American Journal of Respiratory and Critical Care Medicine Vol 174. pp. 244, (2006)
© 2006 American Thoracic Society
doi: 10.1164/rccm.2604010
Rebuttal by Dr. Barnes
I did not find Monica Kraft's arguments that asthma and chronic obstructive pulmonary disease (COPD) are the same disease to be very persuasive. Because there may occasionally be difficulties in distinguishing asthma and COPD in the clinic does not mean that they are the same disease! It is very likely that COPD and asthma coexist in some patients, resulting in a mixed clinical picture, requiring treatment of both conditions. It is not surprising that bronchodilators are effective in both asthma and COPD, as they work by relaxing airway smooth muscle. However, there is a striking difference in the bronchodilator response to 2-agonists in asthma and COPD, whereas anticholinergics have a similar effect in both diseases because they only reverse vagal cholinergic tone. The much greater bronchodilator efficacy of 2-agonists in asthma is because they are functional antagonists, which counteract all bronchoconstrictor mechanisms (histamine, cysteinyl leukotrienes, prostaglandins, bradykinin, etc.) that are not involved in COPD. The most striking difference in response to therapy, not discussed by Dr. Kraft, is the poor response to corticosteroids in COPD compared with the striking response in asthmathis marks a fundamental difference in the underlying inflammatory process between these diseases.
Airway hyperresponsiveness (AHR) is a feature of asthma and COPD, but Dr. Kraft fails to distinguish the marked AHR of asthma, which is also seen with indirect challenges like exercise, from the AHR of COPD, which can be accounted for entirely by changes in baseline airway caliber. AHR in asthma and COPD is a manifestation of airway narrowing, but in asthma there are additional mechanisms, such as mast cell mediator release and abnormal behavior of airway smooth muscle, which are not features of COPD.
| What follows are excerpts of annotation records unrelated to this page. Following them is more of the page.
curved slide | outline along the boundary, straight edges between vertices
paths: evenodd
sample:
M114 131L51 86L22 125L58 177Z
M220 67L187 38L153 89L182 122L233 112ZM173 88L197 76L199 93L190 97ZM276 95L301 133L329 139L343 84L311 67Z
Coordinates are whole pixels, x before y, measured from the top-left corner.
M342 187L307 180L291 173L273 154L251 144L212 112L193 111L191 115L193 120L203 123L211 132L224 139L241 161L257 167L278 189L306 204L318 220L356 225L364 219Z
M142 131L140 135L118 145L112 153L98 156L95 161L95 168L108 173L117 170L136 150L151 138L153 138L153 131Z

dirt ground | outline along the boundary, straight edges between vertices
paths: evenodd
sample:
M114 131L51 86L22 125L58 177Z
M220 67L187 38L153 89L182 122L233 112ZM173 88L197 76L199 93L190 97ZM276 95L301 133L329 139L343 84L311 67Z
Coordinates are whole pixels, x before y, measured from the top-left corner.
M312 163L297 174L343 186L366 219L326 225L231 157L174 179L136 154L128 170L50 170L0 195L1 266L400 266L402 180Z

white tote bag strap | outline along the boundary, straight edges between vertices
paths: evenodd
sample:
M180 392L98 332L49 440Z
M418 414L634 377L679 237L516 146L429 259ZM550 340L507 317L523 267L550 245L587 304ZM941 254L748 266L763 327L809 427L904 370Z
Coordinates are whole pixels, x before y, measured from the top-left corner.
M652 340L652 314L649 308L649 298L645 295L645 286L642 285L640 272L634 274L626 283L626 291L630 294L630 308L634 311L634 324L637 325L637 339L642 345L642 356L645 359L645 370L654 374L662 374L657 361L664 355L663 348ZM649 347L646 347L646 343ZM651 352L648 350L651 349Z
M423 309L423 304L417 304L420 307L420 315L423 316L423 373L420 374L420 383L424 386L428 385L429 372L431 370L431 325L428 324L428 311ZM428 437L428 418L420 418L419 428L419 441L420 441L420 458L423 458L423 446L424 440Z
Although asthma and COPD are clearly different in terms of clinical presentation, physiologic responses, immunopathology, and response to therapy, I agree that there is some convergence in patients with severe asthma who have several of the features seen in classical COPD (summarized in my Table 1). This may indicate common molecular mechanisms that relate to disease severity, and the identification of several genes that are common to severe asthma and COPD (ADAM33, PHF-11, DPP-10, and others) may be showing these are genes that determine inflammation severity. These same genes may also be involved in other chronic inflammatory diseases, such as inflammatory bowel disease and rheumatoid arthritis, but this does not mean that these diseases are the same; rather, the genetic determinants of severity may be common to all. Finally, if we consider asthma and COPD to be a common airway disease, then this becomes the commonest disease in the world. This may give a political advantage in arguing for more research funding and better clinical resources. Thus, although the Dutch hypothesis is incorrect, it has some important political advantages!